You won’t betray us, Katya, no matter what the cost.

He was more right than he knew, Katya thought two hours later, pain beating at her temples. Reaching out, she whispered her fingers over Dev’s cheekbones, conscious he’d wake to anything but the most butterfly of touches. Even then, he shifted.

"It’s just me," she whispered, as the exquisite ache in her heart threatened to tear her wide open. This, she thought, was love. She’d never felt it before but she knew. This feeling, it went soul deep, and it ravaged even as it healed. Devraj Santos had become an integral part of her. She couldn’t let him go after Ming – she had every faith in his abilities, but she refused to lose him to a fool’s errand.

There was no way to save her.

She’d realized that the instant after Dev had said she could live out her whole life without anyone being the wiser. True. Except that her whole life might only equal another month . . . if she was lucky. The thing with being in a prison was that after a while, your skin got pasty, your body got weak, and your mind began to beat itself against the walls in a vain effort to escape.

She was Psy.

She couldn’t survive being permanently cut off from the Net.

The biofeedback alone wasn’t enough. She had to be some part of the fabric of a neural network. Psychic isolation . . . It would drive her mad, increment by slow increment.

Her fingers lifted to her nose. Dev hadn’t seen it. She’d hidden it. But there, in Sunshine, her nose had bled again. Just a little. But more than on the plane. It had been easy to shrug off the incident as being a consequence of the bitter cold – yet even then, part of her had begun to wonder. And now, tonight, as her skull threatened to implode from the agony of a sudden spiking headache, she accepted the truth – her brain was already starting to lose the battle. Her mind had begun its slow, steady beat against the walls of its prison.

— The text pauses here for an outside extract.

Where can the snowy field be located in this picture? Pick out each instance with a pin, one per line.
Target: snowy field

Even if she somehow managed to hang on to her sanity, Ming had assured her end. She’d told Dev she was remembering more and more. She hadn’t told him she’d remembered the final session.

Talons sinking into her mind, deep, so deep she knew she’d never get them out. "It hurts," she said tonelessly. It wasn’t a complaint. He’d ordered her to tell him her reactions. She didn’t understand why, when he could simply read her mind, but she wasn’t going to rebel without reason. That brought pain so excruciating, one more episode might snap the final, fragile threads of her very self.

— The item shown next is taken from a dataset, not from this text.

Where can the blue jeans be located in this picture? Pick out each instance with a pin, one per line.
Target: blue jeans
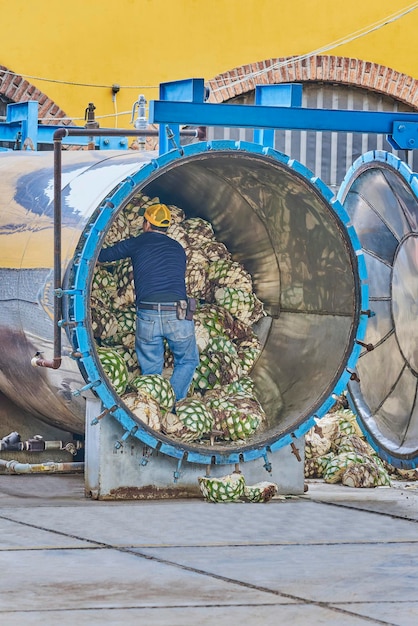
(154, 326)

"Good." A "snick" that she heard with her psychic ear. "It’s done."

She waited.

"Open your psychic eye."

It took her almost a minute, she’d been forced to keep herself contained for so long. All she saw was blackness. Then, as her eye adjusted, she began to make out the spiderweb linked to every part of her mind. Those thin threads fed back to thicker, darker, obscenely jagged roots.

Chilled, she moved around those talons. . . and slammed into an impenetrable black wall. Panic gripped her throat but she didn’t make a sound. Instead, she padded around the walls until she was back at her starting point. "I’m locked inside my mind." It was the worst kind of nightmare. Even the rehabilitated, those Psy who’d had their minds destroyed by a psychic brainwipe, had access to the Net. Ming might as well have buried her alive.